During the late Soviet period, the opening of select Soviet archives during glasnost sparked innovative research that broke away from some aspects of Marxism–Leninism, though the key features of the orthodox Soviet view remained intact.[52]



Western historiography


During the Cold War, Western historiography of the October Revolution developed in direct response to the assertions of the Soviet view. The Soviet version of the October Revolution conditioned historical interpretations in the United States and the West. As a result, these Western historians exposed what they believed were flaws in the Soviet view, thereby undermining the Bolsheviks' original legitimacy, as well as the precepts of Marxism.[62]

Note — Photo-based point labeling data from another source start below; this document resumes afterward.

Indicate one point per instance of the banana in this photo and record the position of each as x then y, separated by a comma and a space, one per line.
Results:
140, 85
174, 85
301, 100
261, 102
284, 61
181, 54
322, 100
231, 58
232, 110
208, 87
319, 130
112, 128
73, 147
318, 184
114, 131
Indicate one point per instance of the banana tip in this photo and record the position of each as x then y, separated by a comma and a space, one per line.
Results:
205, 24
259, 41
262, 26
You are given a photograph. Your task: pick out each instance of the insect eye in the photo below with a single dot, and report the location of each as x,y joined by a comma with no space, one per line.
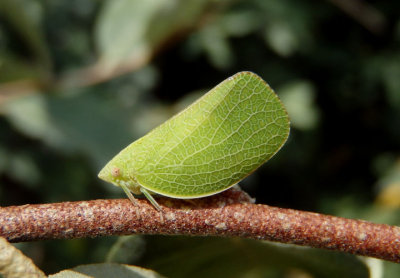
115,172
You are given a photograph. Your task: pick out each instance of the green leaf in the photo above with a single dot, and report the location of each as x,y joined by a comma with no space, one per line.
106,270
129,31
208,147
222,257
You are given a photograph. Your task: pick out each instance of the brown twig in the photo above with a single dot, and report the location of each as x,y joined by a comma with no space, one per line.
227,214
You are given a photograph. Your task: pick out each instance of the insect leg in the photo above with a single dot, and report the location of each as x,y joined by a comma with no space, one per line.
150,198
129,194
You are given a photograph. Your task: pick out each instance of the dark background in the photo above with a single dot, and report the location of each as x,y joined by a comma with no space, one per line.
82,79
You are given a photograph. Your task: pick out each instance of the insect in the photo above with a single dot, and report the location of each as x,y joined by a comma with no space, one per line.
208,147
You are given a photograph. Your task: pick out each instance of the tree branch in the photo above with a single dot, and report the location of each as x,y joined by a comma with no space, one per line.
230,213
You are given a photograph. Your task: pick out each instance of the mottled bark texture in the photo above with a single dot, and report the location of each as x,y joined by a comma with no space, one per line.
231,213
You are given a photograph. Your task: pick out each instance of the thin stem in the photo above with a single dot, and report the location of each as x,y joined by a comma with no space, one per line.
230,213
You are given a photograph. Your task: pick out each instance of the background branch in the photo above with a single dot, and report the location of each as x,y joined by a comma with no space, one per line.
231,213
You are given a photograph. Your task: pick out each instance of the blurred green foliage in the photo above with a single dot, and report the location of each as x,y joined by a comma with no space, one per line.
81,79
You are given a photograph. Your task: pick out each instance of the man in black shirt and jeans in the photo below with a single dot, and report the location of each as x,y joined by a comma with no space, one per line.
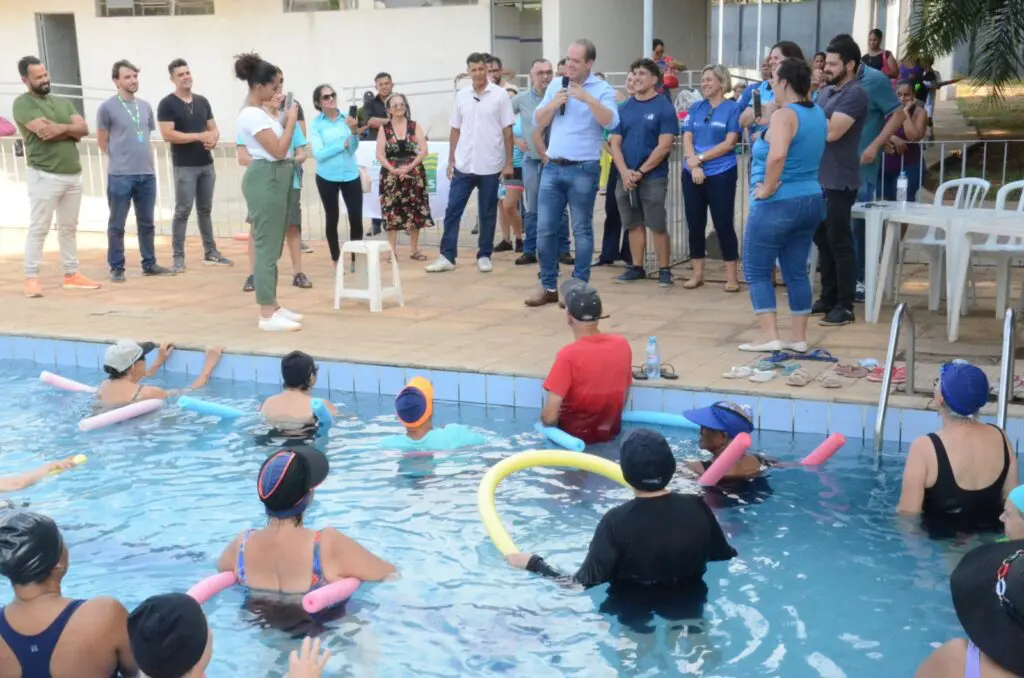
186,123
653,549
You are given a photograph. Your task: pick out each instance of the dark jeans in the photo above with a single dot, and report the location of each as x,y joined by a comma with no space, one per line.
194,185
718,194
122,193
351,193
837,258
610,249
486,201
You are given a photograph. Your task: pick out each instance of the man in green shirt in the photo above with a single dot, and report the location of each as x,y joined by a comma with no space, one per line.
51,129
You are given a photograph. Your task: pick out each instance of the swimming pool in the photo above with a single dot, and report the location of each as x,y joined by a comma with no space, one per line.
826,582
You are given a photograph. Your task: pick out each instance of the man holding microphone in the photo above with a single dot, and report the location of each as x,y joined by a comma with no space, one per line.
579,109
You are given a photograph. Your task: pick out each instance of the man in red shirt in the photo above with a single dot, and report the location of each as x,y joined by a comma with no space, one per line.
589,382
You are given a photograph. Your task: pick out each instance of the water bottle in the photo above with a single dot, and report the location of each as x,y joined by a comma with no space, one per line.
901,183
653,363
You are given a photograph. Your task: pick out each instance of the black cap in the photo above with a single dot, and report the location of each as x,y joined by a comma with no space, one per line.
31,547
297,369
287,476
582,301
168,635
646,460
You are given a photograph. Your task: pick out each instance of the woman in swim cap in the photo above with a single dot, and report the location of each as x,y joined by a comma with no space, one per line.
42,633
286,557
960,477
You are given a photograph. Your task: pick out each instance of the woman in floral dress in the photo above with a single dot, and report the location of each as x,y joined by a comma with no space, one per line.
401,147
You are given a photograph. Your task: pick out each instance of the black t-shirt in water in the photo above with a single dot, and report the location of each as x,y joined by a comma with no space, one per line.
656,543
189,118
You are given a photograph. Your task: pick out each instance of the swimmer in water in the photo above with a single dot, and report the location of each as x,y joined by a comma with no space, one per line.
125,363
42,633
291,411
286,557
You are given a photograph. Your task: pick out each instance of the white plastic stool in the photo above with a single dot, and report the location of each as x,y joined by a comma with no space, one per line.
375,292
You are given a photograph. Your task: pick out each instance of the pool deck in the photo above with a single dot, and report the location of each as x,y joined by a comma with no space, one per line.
465,320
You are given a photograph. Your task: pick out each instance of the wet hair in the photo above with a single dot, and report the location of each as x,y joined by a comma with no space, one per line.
798,74
175,65
251,69
25,62
123,64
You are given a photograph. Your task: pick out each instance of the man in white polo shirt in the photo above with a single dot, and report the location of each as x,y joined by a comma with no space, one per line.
479,153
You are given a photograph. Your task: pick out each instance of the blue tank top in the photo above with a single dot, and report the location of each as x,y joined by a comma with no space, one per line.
800,174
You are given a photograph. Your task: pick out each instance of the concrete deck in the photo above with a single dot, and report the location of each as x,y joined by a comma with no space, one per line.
465,320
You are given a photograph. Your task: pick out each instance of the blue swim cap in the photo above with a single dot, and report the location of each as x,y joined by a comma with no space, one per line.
964,387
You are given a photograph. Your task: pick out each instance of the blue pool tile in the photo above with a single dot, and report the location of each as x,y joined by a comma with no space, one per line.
646,399
392,379
774,414
367,379
810,417
472,387
528,392
846,419
340,376
501,389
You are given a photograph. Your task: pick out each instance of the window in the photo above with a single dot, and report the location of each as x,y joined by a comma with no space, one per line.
153,7
320,5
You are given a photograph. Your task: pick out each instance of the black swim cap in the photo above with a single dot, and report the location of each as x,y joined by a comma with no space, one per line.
31,546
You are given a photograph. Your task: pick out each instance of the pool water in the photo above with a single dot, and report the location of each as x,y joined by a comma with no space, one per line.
827,583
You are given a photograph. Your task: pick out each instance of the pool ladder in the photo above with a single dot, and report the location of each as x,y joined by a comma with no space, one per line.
1006,368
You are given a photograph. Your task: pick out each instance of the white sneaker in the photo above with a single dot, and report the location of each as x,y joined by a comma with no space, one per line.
278,323
439,266
288,314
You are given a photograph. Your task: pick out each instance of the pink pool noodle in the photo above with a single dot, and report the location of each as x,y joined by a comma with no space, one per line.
825,450
212,585
330,595
726,460
121,414
64,383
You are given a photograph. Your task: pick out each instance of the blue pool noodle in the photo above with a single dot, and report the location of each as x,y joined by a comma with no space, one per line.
657,419
205,408
560,437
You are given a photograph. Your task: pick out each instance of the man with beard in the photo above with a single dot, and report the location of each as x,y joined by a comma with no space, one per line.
124,124
51,129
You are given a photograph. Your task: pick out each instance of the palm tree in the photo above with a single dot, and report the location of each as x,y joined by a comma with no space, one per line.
994,29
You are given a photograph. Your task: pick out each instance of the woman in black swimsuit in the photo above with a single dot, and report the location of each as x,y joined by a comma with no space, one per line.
960,477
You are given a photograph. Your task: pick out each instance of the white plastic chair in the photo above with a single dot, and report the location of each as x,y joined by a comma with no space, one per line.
970,194
375,292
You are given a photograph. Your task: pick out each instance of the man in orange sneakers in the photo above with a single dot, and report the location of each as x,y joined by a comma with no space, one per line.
51,129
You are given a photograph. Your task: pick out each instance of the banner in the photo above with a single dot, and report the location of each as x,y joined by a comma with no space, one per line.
437,182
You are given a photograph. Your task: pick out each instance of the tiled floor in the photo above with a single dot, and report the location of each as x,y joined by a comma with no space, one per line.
460,321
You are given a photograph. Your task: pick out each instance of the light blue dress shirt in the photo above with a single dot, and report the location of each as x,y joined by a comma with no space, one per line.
577,135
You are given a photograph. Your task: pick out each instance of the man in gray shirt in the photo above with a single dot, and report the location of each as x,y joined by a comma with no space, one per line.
845,104
124,124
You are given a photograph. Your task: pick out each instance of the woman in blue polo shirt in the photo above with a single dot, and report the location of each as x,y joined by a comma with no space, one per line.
711,132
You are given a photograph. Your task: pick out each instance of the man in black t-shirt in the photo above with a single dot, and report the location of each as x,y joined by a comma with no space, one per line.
653,549
186,123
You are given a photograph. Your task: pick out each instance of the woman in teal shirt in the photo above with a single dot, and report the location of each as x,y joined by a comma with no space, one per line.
334,140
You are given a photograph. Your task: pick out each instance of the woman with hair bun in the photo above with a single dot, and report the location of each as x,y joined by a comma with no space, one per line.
266,183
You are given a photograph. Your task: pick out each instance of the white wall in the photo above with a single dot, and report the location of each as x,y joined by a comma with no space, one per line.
346,48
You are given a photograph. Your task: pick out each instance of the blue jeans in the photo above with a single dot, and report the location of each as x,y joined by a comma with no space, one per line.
780,229
122,193
486,201
531,170
573,185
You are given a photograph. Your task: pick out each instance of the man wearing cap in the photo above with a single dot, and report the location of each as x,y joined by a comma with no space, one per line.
125,365
43,633
591,377
415,407
659,542
960,477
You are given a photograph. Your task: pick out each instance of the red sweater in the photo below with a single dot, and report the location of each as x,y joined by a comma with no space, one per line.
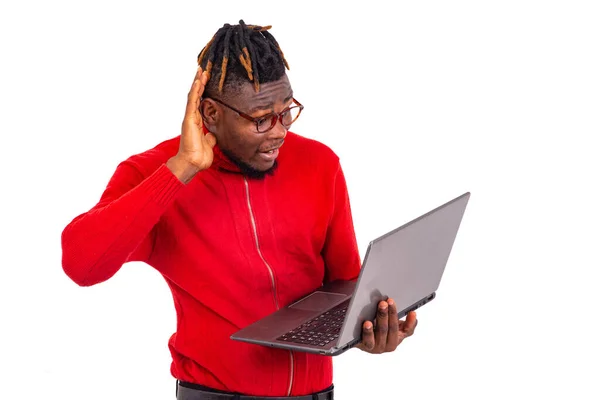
231,250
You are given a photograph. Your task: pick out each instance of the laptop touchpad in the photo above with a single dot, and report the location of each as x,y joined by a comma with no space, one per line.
318,301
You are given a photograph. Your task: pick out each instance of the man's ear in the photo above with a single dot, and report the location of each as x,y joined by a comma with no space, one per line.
210,114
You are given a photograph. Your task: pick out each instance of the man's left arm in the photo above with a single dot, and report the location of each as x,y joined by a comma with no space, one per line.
342,262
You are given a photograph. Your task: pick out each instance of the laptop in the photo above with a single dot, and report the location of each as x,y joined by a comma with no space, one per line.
405,264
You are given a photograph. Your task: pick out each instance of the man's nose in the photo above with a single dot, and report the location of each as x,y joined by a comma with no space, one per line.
279,131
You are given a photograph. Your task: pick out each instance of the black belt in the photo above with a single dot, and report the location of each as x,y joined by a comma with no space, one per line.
192,391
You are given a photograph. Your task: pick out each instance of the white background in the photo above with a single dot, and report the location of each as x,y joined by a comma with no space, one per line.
422,102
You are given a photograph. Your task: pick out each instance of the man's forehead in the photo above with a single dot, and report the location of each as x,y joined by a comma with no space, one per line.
270,95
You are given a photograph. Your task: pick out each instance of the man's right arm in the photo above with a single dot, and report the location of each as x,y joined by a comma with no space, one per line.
119,228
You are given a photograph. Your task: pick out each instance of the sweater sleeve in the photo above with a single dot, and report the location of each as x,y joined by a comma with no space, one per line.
118,229
342,259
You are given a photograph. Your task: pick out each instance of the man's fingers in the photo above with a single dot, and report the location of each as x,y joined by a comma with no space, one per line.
368,338
381,326
195,93
392,337
408,326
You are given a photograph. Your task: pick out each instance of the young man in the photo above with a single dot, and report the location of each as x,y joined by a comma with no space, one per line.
241,217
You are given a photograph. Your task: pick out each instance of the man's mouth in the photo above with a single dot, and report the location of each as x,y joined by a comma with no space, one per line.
271,150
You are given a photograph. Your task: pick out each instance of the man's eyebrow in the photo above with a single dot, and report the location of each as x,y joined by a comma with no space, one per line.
268,107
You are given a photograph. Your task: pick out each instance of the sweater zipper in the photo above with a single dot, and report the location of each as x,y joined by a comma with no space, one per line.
253,221
257,245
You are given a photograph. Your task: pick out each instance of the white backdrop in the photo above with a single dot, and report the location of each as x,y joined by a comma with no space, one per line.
422,102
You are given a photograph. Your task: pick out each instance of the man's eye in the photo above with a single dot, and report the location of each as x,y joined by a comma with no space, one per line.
262,121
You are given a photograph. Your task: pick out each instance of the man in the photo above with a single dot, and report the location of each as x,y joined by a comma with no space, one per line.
237,223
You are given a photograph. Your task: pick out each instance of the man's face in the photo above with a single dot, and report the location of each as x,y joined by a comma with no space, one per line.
237,137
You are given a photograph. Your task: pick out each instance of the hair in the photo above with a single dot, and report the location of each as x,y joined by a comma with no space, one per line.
241,53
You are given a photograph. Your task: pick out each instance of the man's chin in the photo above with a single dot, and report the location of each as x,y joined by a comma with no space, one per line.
252,171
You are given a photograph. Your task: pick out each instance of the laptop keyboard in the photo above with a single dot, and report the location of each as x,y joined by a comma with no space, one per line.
320,330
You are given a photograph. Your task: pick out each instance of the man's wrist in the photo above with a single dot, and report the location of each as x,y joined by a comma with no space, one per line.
182,169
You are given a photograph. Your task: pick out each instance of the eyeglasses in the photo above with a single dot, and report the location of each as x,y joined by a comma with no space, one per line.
266,122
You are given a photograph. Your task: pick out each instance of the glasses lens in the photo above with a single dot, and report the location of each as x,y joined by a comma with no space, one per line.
265,123
290,116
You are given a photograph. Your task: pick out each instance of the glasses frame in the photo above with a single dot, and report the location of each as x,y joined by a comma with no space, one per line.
274,116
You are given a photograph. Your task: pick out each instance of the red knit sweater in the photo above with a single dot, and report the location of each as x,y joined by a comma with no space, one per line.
231,250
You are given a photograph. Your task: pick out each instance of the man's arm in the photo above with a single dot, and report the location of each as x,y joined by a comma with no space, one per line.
119,228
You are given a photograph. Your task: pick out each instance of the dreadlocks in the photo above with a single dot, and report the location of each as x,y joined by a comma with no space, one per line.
239,52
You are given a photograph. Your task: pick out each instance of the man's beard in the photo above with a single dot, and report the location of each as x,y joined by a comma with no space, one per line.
248,170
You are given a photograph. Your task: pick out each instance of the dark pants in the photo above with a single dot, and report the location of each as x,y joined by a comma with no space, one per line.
192,391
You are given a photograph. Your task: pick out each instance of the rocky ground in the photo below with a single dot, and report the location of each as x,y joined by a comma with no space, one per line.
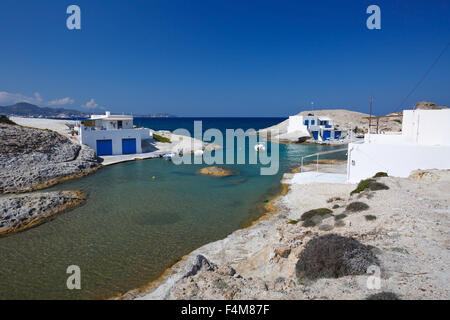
387,240
32,159
344,119
19,212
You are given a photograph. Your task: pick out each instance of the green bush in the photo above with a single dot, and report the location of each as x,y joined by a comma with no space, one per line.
363,185
314,217
315,212
375,186
356,207
5,120
383,296
369,184
334,256
340,216
159,138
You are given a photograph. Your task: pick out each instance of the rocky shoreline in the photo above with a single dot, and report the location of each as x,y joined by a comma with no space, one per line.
20,212
396,228
32,159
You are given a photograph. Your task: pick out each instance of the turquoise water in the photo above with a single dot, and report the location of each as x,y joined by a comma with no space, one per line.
133,226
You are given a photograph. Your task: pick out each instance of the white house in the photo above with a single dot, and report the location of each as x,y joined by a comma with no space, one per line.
320,127
424,143
112,134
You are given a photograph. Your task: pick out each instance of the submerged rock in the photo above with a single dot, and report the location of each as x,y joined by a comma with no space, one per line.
20,212
217,171
32,159
200,263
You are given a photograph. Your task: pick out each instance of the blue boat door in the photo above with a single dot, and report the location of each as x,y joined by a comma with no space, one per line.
128,146
104,147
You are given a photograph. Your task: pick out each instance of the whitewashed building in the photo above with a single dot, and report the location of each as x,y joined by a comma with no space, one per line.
320,128
424,143
112,134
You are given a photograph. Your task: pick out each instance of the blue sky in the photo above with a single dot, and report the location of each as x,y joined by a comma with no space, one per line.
223,58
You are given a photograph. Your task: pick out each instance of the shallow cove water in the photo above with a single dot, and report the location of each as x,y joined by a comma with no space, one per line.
133,226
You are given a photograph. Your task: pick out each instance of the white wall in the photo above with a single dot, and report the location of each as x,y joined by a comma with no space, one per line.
384,138
427,127
296,124
90,138
398,160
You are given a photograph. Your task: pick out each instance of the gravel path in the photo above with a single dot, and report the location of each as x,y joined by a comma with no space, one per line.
406,227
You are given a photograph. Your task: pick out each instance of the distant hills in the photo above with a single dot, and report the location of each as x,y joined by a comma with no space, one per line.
24,109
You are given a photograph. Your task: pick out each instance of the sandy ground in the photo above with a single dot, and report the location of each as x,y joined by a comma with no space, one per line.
410,233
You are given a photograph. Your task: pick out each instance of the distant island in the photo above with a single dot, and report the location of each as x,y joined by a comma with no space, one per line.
24,109
157,115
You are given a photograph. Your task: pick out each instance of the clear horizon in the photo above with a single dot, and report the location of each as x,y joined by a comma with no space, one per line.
224,59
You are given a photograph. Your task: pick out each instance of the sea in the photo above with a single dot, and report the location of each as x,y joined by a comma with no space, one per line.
141,217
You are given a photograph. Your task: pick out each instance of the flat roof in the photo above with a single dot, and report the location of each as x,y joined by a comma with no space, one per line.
116,118
111,117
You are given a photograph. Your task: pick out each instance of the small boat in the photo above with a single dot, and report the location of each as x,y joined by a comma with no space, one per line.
169,156
198,153
260,148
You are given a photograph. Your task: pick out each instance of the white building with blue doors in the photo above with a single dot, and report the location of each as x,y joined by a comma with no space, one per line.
112,134
321,128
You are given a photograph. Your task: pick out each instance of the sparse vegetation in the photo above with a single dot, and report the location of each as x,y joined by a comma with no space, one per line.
334,256
314,217
357,207
363,185
5,120
375,186
333,199
340,216
316,212
383,296
380,174
339,223
369,184
325,227
400,250
159,138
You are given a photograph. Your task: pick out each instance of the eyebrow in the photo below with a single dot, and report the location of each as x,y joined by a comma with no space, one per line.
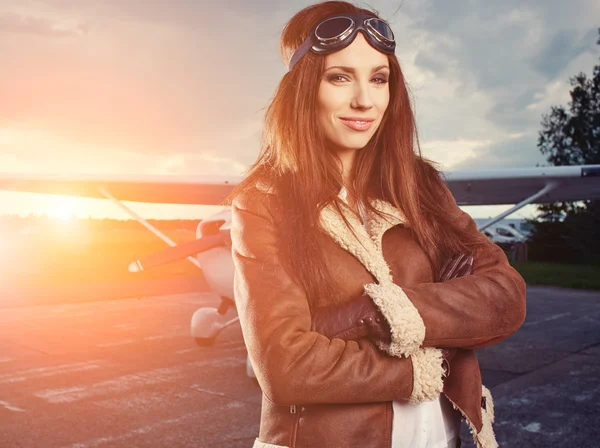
353,70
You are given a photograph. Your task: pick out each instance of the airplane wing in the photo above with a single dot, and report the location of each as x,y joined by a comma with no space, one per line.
514,185
206,190
487,187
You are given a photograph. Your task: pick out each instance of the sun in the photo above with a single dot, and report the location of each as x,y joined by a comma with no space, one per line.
62,209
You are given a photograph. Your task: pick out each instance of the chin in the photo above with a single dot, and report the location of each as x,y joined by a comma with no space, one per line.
354,143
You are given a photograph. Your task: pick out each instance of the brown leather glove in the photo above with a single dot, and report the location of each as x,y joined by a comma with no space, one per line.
360,317
447,355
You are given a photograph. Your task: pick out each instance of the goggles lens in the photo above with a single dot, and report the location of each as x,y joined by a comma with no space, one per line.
381,28
332,28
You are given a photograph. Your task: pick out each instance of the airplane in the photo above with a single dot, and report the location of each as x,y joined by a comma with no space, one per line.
211,250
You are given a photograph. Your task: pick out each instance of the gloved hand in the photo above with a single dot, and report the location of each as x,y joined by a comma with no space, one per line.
360,317
353,320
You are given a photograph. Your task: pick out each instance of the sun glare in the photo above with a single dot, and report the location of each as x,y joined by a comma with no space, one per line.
62,209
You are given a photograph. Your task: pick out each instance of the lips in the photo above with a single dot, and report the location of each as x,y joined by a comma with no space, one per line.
357,123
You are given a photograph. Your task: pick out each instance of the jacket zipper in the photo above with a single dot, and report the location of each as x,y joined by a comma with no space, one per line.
462,413
294,410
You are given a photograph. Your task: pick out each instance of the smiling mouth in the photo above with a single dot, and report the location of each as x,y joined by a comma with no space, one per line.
356,124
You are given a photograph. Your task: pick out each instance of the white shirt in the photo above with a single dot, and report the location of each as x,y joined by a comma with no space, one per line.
431,424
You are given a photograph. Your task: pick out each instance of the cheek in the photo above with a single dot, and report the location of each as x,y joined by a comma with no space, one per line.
328,105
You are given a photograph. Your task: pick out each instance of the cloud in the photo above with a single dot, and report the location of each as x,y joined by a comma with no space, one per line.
17,24
560,50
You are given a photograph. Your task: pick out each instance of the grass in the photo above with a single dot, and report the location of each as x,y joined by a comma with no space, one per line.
72,256
563,275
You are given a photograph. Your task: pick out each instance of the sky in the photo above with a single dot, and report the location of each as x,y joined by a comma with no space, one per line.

These Western historians described the revolution as the result of a chain of contingent accidents. Examples of these accidental and contingent factors they say precipitated the Revolution included World War I's timing, chance, and the poor leadership of Tsar Nicholas II as well as liberal and moderate socialists.[52] According to Western historians, it was not popular support, but rather manipulation of the masses, ruthlessness, and the superior structure of the Bolsheviks that enabled it to survive. For these historians, the Bolsheviks' defeat in the Constituent Assembly elections of November–December 1917 demonstrated popular opposition to the Bolsheviks' coup, as did the scale and breadth of the Civil War.[63]


Western historians saw the organization of the Bolshevik party as proto-totalitarian. Their interpretation of the October Revolution as a violent coup organized by a proto-totalitarian party reinforced to them the idea that totalitarianism was an inherent part of Soviet history.[64] For them, Stalinist totalitarianism developed as a natural progression from Leninism and the Bolshevik party's tactics and organization.[65]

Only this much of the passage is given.